Mon colonel Mon colonel (v.o)

Date de sortie 15.11.2006
Durée 0 minutes
Age -/-
Pays
Distributeur
Genre Drame
Note CLAP.CH
 
4/5
Note du public Aucun vote

Synopsis

1995, Paris. Le colonel en retraite Raoul Duplan est trouvé chez lui, une balle dans la tête. Une lettre anonyme est envoyée aux enquêteurs : "Le colonel est mort à Saint-Arnaud". 1957, Saint-Arnaud, est de l'Algérie : un jeune officier juriste, Guy Rossi, prend ses fonctions auprès du colonel Duplan. La machine des pouvoirs spéciaux et de la torture institutionnalisée se met tranquillement en route. Elle fera du jeune juriste un bourreau. Et elle rattrapera Duplan quarante ans plus tard. Age légal: 12 ans Age suggéré: 14 ans
Critiques

Remy Dewarrat | Lundi 13 novembre 2006
 
Soutenu par Costa Gavras qui signe le scénario et le making of, Laurent Herbiet signe un film courageux et très important. Au travers d'une correspondance anonyme, une jeune soldate découvre l'horreur de l'utilisation administrative de la torture par l'armée française durant la guerre d'Algérie. Car c'est de cela qu'il s'agit, le film démonte les rouages qui ont permis de telles exactions.Laurent Herbiet ne fait pas dans le sensationnalisme et ne vous attendez pas à voir du gore dans ce film, mais certaines séquences sont très fortes, par leur brutalité.
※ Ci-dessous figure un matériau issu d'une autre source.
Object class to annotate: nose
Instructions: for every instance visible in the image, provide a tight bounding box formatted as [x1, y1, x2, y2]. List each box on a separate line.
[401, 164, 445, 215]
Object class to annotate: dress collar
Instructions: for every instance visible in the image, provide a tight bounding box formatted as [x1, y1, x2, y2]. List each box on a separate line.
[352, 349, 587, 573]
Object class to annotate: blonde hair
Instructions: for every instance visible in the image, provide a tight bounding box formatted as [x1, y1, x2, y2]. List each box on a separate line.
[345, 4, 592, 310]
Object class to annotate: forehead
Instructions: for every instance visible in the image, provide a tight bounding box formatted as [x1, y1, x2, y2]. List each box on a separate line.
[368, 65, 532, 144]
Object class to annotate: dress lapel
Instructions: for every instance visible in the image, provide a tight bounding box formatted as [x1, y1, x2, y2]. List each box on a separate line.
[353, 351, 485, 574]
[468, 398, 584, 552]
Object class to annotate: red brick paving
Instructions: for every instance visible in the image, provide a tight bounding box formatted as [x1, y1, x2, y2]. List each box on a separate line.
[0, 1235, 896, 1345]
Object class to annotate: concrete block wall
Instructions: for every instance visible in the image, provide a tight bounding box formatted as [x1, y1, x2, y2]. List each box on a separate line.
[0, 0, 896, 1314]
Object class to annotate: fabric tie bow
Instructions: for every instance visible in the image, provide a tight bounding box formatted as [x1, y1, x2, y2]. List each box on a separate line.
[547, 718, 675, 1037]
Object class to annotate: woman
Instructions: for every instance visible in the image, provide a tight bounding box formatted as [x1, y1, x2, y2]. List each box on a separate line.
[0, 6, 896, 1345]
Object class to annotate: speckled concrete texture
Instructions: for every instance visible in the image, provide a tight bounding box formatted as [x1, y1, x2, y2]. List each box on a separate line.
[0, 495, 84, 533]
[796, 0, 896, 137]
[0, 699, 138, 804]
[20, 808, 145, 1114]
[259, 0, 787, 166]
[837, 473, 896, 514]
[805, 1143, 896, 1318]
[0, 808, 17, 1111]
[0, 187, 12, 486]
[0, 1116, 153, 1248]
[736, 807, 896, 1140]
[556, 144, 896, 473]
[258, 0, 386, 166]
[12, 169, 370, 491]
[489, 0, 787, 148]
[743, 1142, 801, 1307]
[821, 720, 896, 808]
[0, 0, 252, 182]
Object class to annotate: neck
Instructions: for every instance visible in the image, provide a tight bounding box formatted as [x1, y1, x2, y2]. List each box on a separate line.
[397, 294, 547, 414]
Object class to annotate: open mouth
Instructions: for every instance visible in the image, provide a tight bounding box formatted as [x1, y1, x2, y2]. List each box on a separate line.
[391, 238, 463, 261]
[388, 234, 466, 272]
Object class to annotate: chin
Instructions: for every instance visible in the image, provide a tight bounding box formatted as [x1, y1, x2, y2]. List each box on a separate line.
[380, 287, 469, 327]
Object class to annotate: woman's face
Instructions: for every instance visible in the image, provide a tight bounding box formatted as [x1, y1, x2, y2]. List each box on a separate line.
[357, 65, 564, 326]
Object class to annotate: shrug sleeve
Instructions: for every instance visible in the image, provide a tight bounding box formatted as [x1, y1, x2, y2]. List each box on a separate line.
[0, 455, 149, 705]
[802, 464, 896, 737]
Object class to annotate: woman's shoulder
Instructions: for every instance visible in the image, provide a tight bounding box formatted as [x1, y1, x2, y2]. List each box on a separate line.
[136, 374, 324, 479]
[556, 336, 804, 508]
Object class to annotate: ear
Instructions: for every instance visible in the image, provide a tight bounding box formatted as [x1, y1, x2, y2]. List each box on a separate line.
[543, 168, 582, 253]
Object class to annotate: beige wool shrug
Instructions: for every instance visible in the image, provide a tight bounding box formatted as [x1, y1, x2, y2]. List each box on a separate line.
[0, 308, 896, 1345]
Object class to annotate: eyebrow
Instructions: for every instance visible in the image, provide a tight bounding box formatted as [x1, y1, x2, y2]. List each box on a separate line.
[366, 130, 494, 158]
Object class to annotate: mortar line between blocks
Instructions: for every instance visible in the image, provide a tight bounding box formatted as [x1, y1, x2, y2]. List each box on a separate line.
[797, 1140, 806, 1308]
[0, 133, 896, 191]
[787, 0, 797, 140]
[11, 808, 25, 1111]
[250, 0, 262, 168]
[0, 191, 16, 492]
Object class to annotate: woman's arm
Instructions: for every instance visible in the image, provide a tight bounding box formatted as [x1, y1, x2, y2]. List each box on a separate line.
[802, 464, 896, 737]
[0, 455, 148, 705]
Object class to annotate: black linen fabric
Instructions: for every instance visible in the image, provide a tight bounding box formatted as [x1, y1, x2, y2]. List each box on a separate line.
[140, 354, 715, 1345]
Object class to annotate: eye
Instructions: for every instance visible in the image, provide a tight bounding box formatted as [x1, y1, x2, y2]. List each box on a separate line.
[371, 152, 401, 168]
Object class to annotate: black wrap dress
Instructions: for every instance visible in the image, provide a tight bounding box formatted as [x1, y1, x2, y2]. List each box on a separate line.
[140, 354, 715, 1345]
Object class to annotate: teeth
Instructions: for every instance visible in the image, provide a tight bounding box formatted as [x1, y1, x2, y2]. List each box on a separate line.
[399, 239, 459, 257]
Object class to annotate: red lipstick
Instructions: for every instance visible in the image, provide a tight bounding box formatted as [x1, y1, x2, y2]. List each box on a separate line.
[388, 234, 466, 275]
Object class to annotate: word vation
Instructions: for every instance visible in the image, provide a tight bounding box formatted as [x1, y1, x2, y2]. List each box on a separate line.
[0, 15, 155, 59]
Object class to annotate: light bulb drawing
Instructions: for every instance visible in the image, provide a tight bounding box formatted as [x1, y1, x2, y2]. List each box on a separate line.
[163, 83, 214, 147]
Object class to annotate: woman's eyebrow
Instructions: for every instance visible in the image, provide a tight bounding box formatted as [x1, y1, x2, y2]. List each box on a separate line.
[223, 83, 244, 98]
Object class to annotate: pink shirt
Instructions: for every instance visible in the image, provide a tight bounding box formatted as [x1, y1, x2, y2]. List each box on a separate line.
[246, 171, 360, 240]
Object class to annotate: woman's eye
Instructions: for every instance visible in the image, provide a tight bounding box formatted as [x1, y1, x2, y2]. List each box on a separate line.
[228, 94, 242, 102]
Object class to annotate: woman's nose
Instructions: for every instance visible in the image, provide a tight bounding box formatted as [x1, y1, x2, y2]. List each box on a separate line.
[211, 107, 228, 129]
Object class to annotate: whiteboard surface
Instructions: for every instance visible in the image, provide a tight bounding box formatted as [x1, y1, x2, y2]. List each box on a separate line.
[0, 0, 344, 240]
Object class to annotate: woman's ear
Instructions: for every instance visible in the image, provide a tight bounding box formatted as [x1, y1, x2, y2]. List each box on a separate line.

Le spectateur découvre tout cela au travers du regard d'un jeune officier fraîchement arrivé en Algérie, incarné par l'excellent Robinson Stévenin. Cette identification est nécessaire pour comprendre la lâcheté d'un gouvernement qui recours à la force pour asseoir des positions égoïstes et inhumaines. Ce film est l'indispensable maillon manquant aux livres d'histoire des écoles qui ont de la peine à regarder la réalité en face.Dans le rôle du Colonel impitoyable, on retrouve l'inimitable Olivier Gourmet qui fait froid dans le dos, non pas pour sa violence, mais justement pour sa froideur, son détachement et ses idées de pouvoir. C'est lui qui décide de torturer officiellement et de le faire en justifiant ce recours par une procédure administrative. Il ordonne à son sous-fifre de lui trouver une faille dans le règlement pour mettre son plan à exécution. Ce dernier est alors tiraillé entre son devoir militaire (obéir comme un mouton sans se poser de question) et son humanité, surtout qu'il tombe quasiment amoureux de ce pays et de ces gens.«Mon colonel» ne juge pas, il met en avant une face sombre de la France que certains essayent encore de nier aujourd'hui. Et, du coup, le film se fait l'écho de l'actualité de l'hexagone où certains utilisent les mêmes arguments surannés et putassiers pour leur campagne présidentielle. Espérons que ce film fera réfléchir les électeurs et qu'ils cesseront de donner du crédit à ces pourris qui ne font que du populisme pour assouvir leur soif personnelle de pouvoir et non par soucis de la collectivité.